French designer Julien David sent out his models wearing dog's heads, from a macho, man-spreading Doberman to an intellectual whippet and a splayed poodle in dungarees.
"I wanted to study the human species with a bit of distance. It's a bit of a human laboratory," he told French news agency AFP of his show.
Yet as David put the final touches to his study of male types -- including a very predatory-looking German Shepherd with his tongue hanging out -- little did he know that the fashion world would be hit by new allegations this weekend that two star photographers had harassed a string of models.
Later a show by Flemish master Walter van Beirendonck presented men as pigs.

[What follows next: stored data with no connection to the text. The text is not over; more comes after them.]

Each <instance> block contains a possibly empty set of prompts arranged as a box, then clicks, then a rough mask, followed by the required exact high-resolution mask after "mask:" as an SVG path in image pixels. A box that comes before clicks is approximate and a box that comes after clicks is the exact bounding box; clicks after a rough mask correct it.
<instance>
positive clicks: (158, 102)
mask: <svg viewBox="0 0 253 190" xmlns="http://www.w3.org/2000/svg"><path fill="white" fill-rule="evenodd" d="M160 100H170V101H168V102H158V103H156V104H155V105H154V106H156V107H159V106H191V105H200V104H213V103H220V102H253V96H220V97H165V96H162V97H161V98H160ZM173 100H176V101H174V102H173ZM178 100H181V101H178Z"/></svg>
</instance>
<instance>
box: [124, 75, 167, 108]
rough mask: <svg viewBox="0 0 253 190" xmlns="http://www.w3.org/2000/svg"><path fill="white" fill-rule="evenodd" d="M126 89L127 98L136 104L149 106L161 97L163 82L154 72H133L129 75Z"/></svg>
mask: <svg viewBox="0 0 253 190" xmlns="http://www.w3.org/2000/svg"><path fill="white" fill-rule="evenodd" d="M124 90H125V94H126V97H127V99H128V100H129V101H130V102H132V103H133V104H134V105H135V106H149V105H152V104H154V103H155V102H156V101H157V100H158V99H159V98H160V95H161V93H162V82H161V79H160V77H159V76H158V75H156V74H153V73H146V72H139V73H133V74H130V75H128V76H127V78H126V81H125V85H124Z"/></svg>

He led out his quirky collection with a litter of pig men in a seeming allusion to France's answer to the #MeToo campaign, #BalancetonPorc (Squeal on your pig).
With little piggy ears sticking out of their hoods, and strategically-placed holes over erogenous zones, the outfits took a dark and world-weary take on the male condition.
"One-eyed monster... Dream daddy... pig," read one of his skin-coloured, skin-tight tops worn with leather breeches and braces.
But David said his canine imagery was more about concentrating on the clothes, and said his dogs' heads were about shifting the emphasis away from the models and onto his eclectic style.
"When you look at the dog you don't pay attention to his character, and I wanted to have the same feeling here. If that guy on the top was a real person you would assume a lot of things about him," he said.
Real-life men rarely wear overly styled outfits, David said, but "bits of everything -- things he has from the past, things he just got, sporty things" that are comfortable.